UNE NATION RESSUSCITÉE


LA POLOGNE

Un peuple qui, en dépit de toutes les vicissitudes, garde le sentiment national, ne peut périr, la Pologne en est la preuve.
Dépecée, partagée à trois reprises entre ses puissants voisins, supprimée de la carte d'Europe, elle ne s'est point laissée absorber. Le peuple polonais a gardé, sous le joug étranger, son caractère, ses traditions, son âme, Aujourd'hui, la Pologne revit parmi les grandes nations.
Et la France peut se féliciter d'avoir aidé, plus que toute autre nation, à cette résurrection.

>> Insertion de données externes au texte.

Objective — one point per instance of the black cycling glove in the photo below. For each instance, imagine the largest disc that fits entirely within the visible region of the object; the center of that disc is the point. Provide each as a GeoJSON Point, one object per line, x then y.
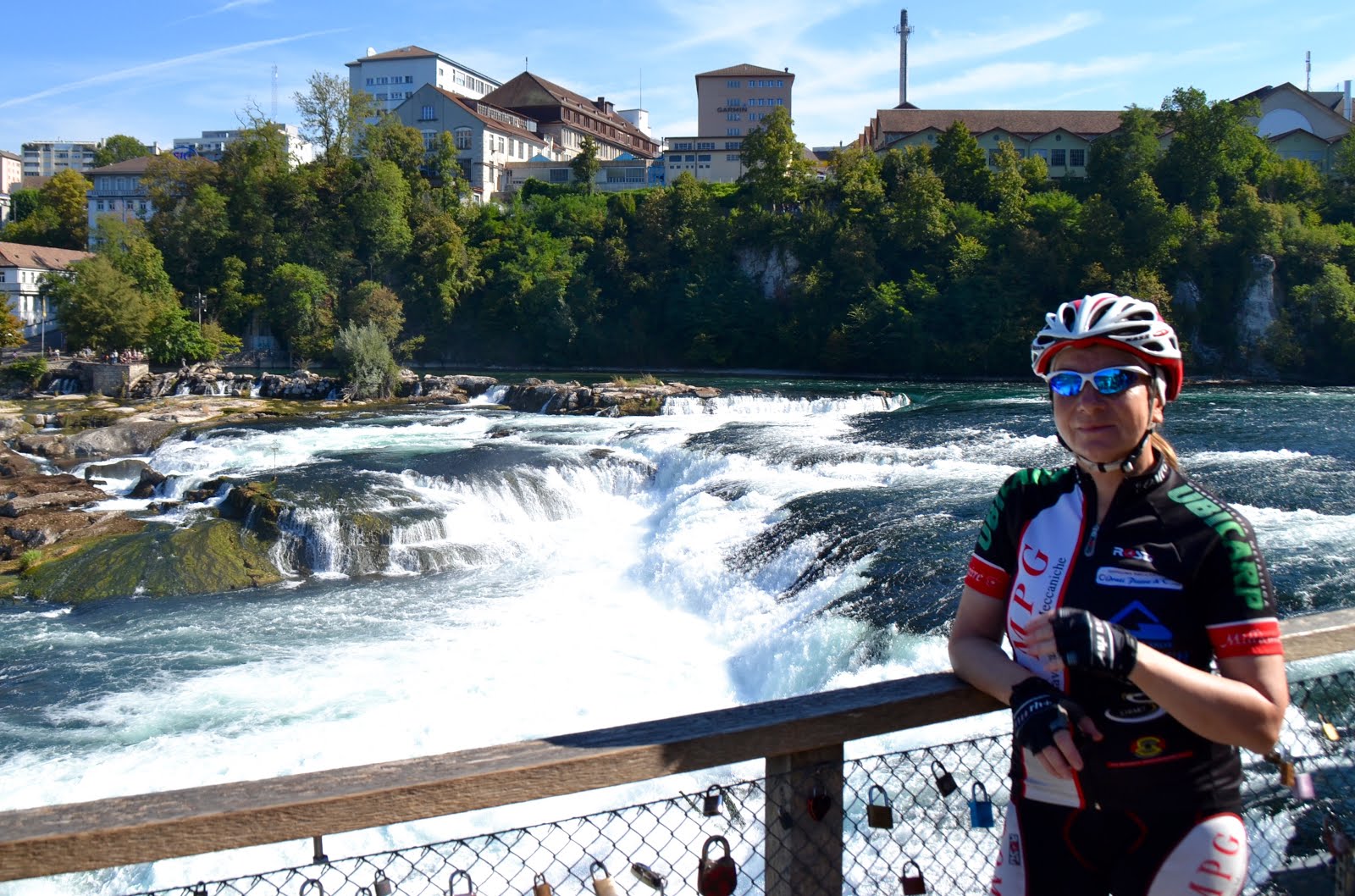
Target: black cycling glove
{"type": "Point", "coordinates": [1040, 711]}
{"type": "Point", "coordinates": [1092, 644]}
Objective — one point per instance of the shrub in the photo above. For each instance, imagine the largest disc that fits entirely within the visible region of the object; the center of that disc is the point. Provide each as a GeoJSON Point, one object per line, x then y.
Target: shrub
{"type": "Point", "coordinates": [27, 370]}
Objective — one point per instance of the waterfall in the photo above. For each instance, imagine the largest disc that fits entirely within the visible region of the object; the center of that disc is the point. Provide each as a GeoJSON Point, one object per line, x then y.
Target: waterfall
{"type": "Point", "coordinates": [758, 406]}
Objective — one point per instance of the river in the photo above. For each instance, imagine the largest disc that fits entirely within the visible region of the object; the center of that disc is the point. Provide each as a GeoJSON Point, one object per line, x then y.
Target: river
{"type": "Point", "coordinates": [467, 577]}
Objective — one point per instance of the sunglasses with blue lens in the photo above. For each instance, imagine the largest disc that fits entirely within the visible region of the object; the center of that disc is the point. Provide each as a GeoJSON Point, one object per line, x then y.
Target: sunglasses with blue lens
{"type": "Point", "coordinates": [1108, 381]}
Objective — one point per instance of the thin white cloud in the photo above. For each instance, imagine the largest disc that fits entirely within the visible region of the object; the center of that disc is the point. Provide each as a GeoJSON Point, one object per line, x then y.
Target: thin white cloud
{"type": "Point", "coordinates": [950, 47]}
{"type": "Point", "coordinates": [225, 7]}
{"type": "Point", "coordinates": [139, 71]}
{"type": "Point", "coordinates": [1026, 76]}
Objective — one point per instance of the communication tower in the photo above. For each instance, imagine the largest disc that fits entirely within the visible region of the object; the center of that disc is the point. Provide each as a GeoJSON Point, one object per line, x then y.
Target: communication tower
{"type": "Point", "coordinates": [903, 31]}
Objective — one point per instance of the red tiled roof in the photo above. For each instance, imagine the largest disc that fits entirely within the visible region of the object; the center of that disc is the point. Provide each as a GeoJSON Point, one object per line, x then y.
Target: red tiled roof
{"type": "Point", "coordinates": [472, 106]}
{"type": "Point", "coordinates": [530, 90]}
{"type": "Point", "coordinates": [744, 69]}
{"type": "Point", "coordinates": [38, 257]}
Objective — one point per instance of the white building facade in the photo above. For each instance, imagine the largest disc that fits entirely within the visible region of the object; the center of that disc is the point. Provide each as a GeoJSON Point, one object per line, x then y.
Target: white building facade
{"type": "Point", "coordinates": [212, 146]}
{"type": "Point", "coordinates": [47, 158]}
{"type": "Point", "coordinates": [119, 191]}
{"type": "Point", "coordinates": [393, 76]}
{"type": "Point", "coordinates": [22, 268]}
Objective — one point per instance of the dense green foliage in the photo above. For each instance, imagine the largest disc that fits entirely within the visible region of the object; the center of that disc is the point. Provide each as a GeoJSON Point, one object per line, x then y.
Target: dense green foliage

Elle a payé par là une dette de reconnaissance à cet admirable peuple polonais qui lui a témoigné en tous temps, même aux époques d'infortune, tant de fidélité et tant d'amour.

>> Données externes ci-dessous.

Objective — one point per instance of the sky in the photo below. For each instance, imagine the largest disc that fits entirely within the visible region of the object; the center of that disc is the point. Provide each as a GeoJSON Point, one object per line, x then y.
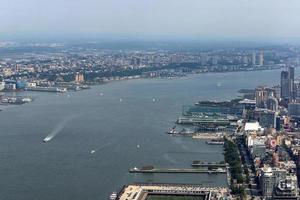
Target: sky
{"type": "Point", "coordinates": [152, 18]}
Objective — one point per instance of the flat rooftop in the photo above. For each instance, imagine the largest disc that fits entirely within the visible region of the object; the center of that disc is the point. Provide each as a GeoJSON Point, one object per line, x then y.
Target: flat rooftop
{"type": "Point", "coordinates": [172, 192]}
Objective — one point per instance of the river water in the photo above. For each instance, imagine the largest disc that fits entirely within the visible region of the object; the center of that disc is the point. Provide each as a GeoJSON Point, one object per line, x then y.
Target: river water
{"type": "Point", "coordinates": [123, 126]}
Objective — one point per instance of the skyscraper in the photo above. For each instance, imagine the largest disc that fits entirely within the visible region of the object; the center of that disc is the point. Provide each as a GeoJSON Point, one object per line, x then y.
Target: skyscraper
{"type": "Point", "coordinates": [287, 83]}
{"type": "Point", "coordinates": [261, 59]}
{"type": "Point", "coordinates": [291, 81]}
{"type": "Point", "coordinates": [253, 59]}
{"type": "Point", "coordinates": [284, 83]}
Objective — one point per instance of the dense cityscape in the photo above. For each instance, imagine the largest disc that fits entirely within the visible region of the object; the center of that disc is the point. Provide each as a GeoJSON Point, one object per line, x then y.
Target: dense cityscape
{"type": "Point", "coordinates": [149, 100]}
{"type": "Point", "coordinates": [258, 129]}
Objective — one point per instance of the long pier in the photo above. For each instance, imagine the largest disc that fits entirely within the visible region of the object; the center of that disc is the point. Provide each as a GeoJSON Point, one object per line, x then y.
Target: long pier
{"type": "Point", "coordinates": [195, 171]}
{"type": "Point", "coordinates": [208, 165]}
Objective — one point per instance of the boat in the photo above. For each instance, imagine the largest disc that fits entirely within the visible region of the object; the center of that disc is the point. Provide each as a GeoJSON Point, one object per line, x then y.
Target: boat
{"type": "Point", "coordinates": [113, 196]}
{"type": "Point", "coordinates": [185, 131]}
{"type": "Point", "coordinates": [172, 130]}
{"type": "Point", "coordinates": [47, 139]}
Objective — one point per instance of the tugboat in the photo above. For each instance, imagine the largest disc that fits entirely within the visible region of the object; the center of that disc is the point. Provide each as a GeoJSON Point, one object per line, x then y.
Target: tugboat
{"type": "Point", "coordinates": [113, 196]}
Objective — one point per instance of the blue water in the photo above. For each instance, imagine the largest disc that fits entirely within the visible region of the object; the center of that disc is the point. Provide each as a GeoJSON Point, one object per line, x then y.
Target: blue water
{"type": "Point", "coordinates": [64, 168]}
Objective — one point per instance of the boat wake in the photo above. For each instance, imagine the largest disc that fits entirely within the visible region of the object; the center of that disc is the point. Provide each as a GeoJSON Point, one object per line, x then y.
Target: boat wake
{"type": "Point", "coordinates": [100, 148]}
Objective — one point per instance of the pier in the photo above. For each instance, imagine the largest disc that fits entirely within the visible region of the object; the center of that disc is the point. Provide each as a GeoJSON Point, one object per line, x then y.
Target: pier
{"type": "Point", "coordinates": [205, 164]}
{"type": "Point", "coordinates": [161, 170]}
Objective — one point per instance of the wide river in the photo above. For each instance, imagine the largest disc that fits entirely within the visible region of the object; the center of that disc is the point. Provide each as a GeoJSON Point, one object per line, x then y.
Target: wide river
{"type": "Point", "coordinates": [124, 127]}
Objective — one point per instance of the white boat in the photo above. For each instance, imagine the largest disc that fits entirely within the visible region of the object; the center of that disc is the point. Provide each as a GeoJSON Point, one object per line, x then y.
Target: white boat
{"type": "Point", "coordinates": [113, 196]}
{"type": "Point", "coordinates": [47, 139]}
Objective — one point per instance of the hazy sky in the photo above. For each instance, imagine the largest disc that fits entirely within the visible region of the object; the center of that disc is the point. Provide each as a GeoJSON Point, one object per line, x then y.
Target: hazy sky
{"type": "Point", "coordinates": [183, 18]}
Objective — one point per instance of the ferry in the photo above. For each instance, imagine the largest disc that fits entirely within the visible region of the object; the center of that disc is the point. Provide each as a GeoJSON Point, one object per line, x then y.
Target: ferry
{"type": "Point", "coordinates": [172, 131]}
{"type": "Point", "coordinates": [113, 196]}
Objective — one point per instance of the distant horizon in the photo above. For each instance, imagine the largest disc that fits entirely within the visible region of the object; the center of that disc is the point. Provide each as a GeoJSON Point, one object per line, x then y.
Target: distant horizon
{"type": "Point", "coordinates": [259, 20]}
{"type": "Point", "coordinates": [119, 37]}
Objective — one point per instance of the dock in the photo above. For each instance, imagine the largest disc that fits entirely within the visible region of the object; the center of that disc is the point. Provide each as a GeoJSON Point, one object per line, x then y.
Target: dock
{"type": "Point", "coordinates": [196, 164]}
{"type": "Point", "coordinates": [161, 170]}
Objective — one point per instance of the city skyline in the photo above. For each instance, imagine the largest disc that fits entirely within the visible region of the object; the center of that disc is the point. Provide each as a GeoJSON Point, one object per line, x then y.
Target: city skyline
{"type": "Point", "coordinates": [226, 20]}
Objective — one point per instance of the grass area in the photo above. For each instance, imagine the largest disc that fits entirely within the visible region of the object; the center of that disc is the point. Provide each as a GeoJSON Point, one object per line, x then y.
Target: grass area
{"type": "Point", "coordinates": [171, 197]}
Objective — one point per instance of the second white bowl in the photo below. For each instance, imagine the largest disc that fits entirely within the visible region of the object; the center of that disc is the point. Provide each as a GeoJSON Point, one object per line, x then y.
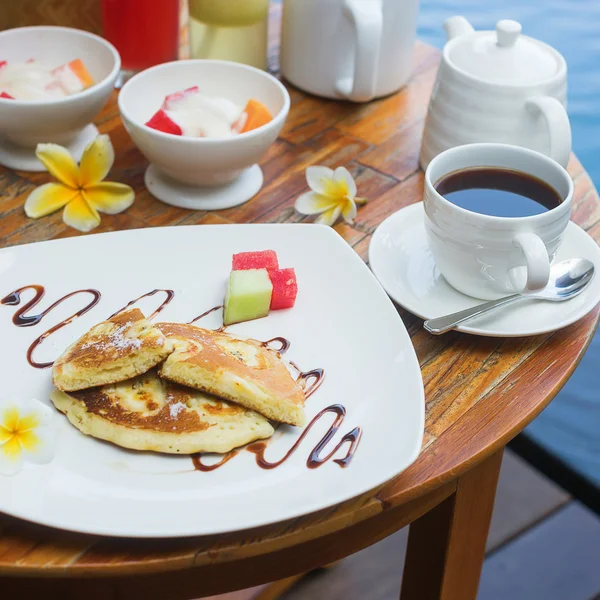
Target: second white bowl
{"type": "Point", "coordinates": [202, 161]}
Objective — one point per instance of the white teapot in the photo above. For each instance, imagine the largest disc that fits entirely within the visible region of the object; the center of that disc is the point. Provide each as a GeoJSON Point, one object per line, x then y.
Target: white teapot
{"type": "Point", "coordinates": [498, 86]}
{"type": "Point", "coordinates": [348, 49]}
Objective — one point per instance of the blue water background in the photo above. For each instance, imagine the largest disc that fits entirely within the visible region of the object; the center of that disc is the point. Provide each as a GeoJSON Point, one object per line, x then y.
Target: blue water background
{"type": "Point", "coordinates": [570, 426]}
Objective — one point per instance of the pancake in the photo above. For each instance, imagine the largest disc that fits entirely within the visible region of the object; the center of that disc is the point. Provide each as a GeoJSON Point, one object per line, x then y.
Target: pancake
{"type": "Point", "coordinates": [147, 413]}
{"type": "Point", "coordinates": [115, 350]}
{"type": "Point", "coordinates": [242, 371]}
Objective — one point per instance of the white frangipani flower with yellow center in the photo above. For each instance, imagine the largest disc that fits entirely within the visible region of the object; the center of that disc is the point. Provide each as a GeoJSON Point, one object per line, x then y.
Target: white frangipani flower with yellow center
{"type": "Point", "coordinates": [27, 433]}
{"type": "Point", "coordinates": [333, 193]}
{"type": "Point", "coordinates": [80, 189]}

En 1812, lorsque les Polonais envoyèrent à la Grande Armée 80 bataillons et 76 escadrons, le chef de la députation polonaise présentée alors à Napoléon lui disait :
« Votre Majesté travaille pour la postérité et pour l'Histoire. Si l' Europe ne peut méconnaître nos droits, elle peut bien moins méconnaître nos devoirs. Nation libre et indépendante depuis les temps les plus reculés. nous n' avons perdu notre territoire et notre indépendance ni par des traités, ni par des conquêtes, mais par la perfidie et la trahison. La trahison n'a jamais constitué des droits.. Nous sommes seize millions de Polonais parmi lesquels il n'y en a pas un dont le sang, les bras, la fortune ne soient dévoués à votre Majesté. Chaque sacrifice nous paraîtra léger s'il a pour effet le rétablissement de notre pays natal, de la Dvina au Dniester, du Borysthène à l'Oder. L'intérêt de Votre Majesté demande le rétablissement de la Pologne et certes, l'honneur de la France y est également intéressé. Depuis trois siècles, la Pologne, dans ses malheurs, a toujours tourné les yeux vers la France... »
Et la Pologne resta fidèle à la France vaincue comme à la France victorieuse.
Pourtant Napoléon ne combla pas les voeux des polonais, Plus tard, à sainte Hélène, il exprima. le regret de n'avoir reconstitué la Pologne qu'il appelait avec raison « la clef de voûte de toute l'Europe ».
La grande œuvre de réparation et de justice qu'il eût pu accomplir alors, qu'il négligea, fut enfin réalisé par l'entente.
La Pologne est aujourd'hui définitivement reconstituée. Elle apparaît plus que jamais comme.. « La clé de voûte de toute l'Europe » : elle est la sentinelle avancée de la civilisation en face de la barbarie bolcheviste.
Sa mission est grave. On peut compter que. Pour l'assurer. Ni le patriotisme. Ni l'héroïsme ne lui feront défaut.